I was a scared speechless young mother of about twenty. Even though I couldn’t speak up, I could put my thoughts on paper.
I wrote a first-person recollection of my experiences as a nurses’ aide working in a horribly managed nursing home. I felt angry and upset at how the people locked away in this despicable place had been treated. I wanted other people to know what I’d witnessed. I wanted my voice to be heard and the stories of the voiceless nursing home residents to be heard. A local newspaper, The Gresham Outlook, published the story.
After my story was published, I got a call from a reporter working for a larger newspaper. The reporter said, “I’m doing a story on nursing home abuses. I read your story in The Gresham Outlook about your experiences working in a nursing home.”
I could feel my heart just about leap out of my chest. Someone who knew about nursing home abuses had actually read my story. Then the reporter asked, “Would you be willing to testify at a hearing on nursing home abuses at the State Capitol in Salem?”
“Okay, I will.” I was so excited the reporter had called me that I agreed to testify without thinking about the implications.
I couldn’t even make a doctor’s appointment for my five-month-old son without writing out a script and practicing it over and over before getting the courage up to make the call. How could I possibly talk to a legislator in Salem?
About a week before my testimony, I started to panic. When I thought about speaking up in front of an authority figure, I could feel my heart racing and my tongue turning into a parched desert.
When a lawmaker in Salem asked me to share my experiences and observations, I couldn’t respond. I simply froze in dead silence for what seemed like an eternity.
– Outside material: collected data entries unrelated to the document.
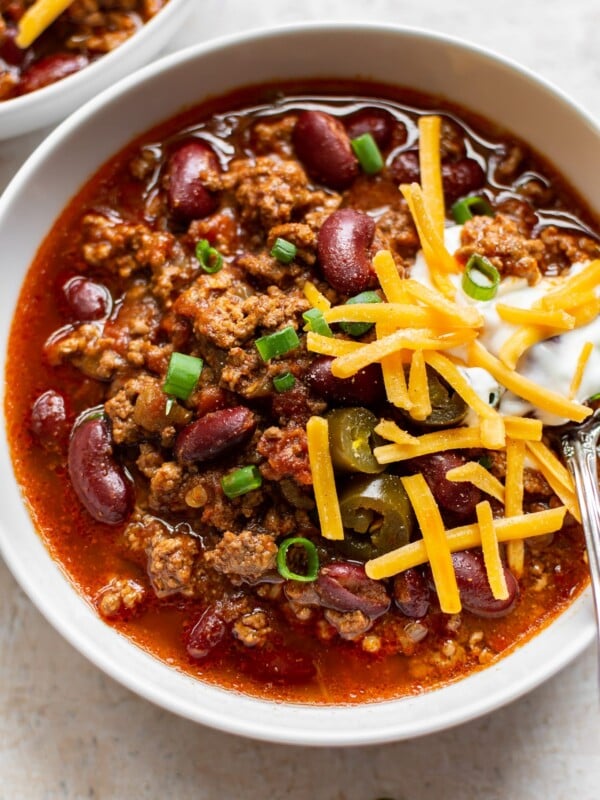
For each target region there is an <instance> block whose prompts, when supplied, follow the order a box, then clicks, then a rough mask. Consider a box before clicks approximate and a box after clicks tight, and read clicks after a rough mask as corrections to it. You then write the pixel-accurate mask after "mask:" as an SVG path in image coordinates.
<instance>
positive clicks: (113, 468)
mask: <svg viewBox="0 0 600 800" xmlns="http://www.w3.org/2000/svg"><path fill="white" fill-rule="evenodd" d="M68 463H69V476H70V478H71V483H72V485H73V488H74V489H75V493H76V494H77V497H78V498H79V500H80V501H81V503H82V504H83V505H84V506H85V508H86V510H87V511H88V513H89V514H90V515H91V516H92V517H93V518H94V519H95V520H97V521H98V522H104V523H106V524H107V525H119V524H120V523H121V522H125V520H126V519H127V518H128V517H129V515H130V514H131V512H132V510H133V506H134V501H135V497H134V489H133V482H132V480H131V478H130V477H129V476H128V475H127V473H126V472H125V470H124V469H123V468H122V467H121V466H120V465H119V464H118V463H117V462H116V460H115V458H114V456H113V449H112V443H111V436H110V428H109V425H108V421H107V420H106V418H105V417H88V418H87V419H84V420H83V421H82V422H79V423H76V424H75V427H74V428H73V431H72V433H71V440H70V442H69V458H68Z"/></svg>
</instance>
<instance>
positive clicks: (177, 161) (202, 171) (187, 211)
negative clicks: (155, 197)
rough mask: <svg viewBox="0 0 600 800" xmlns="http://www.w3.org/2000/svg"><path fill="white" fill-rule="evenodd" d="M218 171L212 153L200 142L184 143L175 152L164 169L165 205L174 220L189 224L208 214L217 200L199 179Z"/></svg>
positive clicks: (215, 194) (204, 143) (203, 144)
mask: <svg viewBox="0 0 600 800" xmlns="http://www.w3.org/2000/svg"><path fill="white" fill-rule="evenodd" d="M219 170H220V166H219V160H218V158H217V156H216V155H215V153H214V151H213V149H212V148H211V147H210V145H208V144H207V143H206V142H203V141H201V140H200V139H193V140H190V141H187V142H185V143H184V144H182V145H180V146H179V147H178V148H177V150H175V152H174V153H173V154H172V155H171V157H170V158H169V162H168V165H167V202H168V204H169V208H170V210H171V213H172V214H173V215H174V216H175V217H177V219H179V220H181V221H183V222H189V221H190V220H193V219H200V218H202V217H207V216H208V215H209V214H212V212H213V211H214V210H215V209H216V207H217V204H218V199H217V196H216V194H214V192H211V191H209V190H208V189H207V188H206V187H205V186H204V184H203V183H202V180H201V179H200V175H201V174H202V173H203V172H207V171H210V172H215V171H219Z"/></svg>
I could hear shuffling in the background. I could feel my temples pounding and the spit in my mouth starting to dry up. Several other people, including nursing home owners, were in the room; everyone I noticed had dressed in suits or other professional attire. I kept my head down so I didn’t have to look at them.
I took a copy of the article I’d written out of my purse, unfolded it, and started reading it with as much passion as I could muster. I could see my hands trembling as I held my article. Just about the time I thought I was going to survive this grand inquisition, the legislator interrupted me. “Just tell me what you observed. Don’t read to me.”
At that point, I was through testifying. I couldn’t say anything. Who was I to think I could testify in front of an important legislator? She was somebody. I felt like a voiceless nobody.
The truth was that I simply didn’t know I had a valid perspective and it deserved to be heard. I later realized that it is important to speak up when we see any kind of injustice or when we see a need for a change. To do so, I had to better equip myself as a speaker.
I needed to make a change in my life. Rather than falling a part whenever I had an opportunity to advocate for something I believed, I had to choose change. I started to visualizing myself as the advocate I wanted to become. I then took concrete, measurable steps (actions) to achieve my dream.
I started my journey as a would-be speaker by joining a group called Toastmistresses. It was a group just for women who wanted to learn how to speak. Later I joined Toastmasters. At one time, Toastmasters was just for men. Later both men and women could join. Eventually I went back to school and studied communication. Years later I became a speech communication educator. Eventually I had opportunities to speak and conduct workshops all over the United States.
Even if you are scared speechless, change is possible, but you have to take the first step.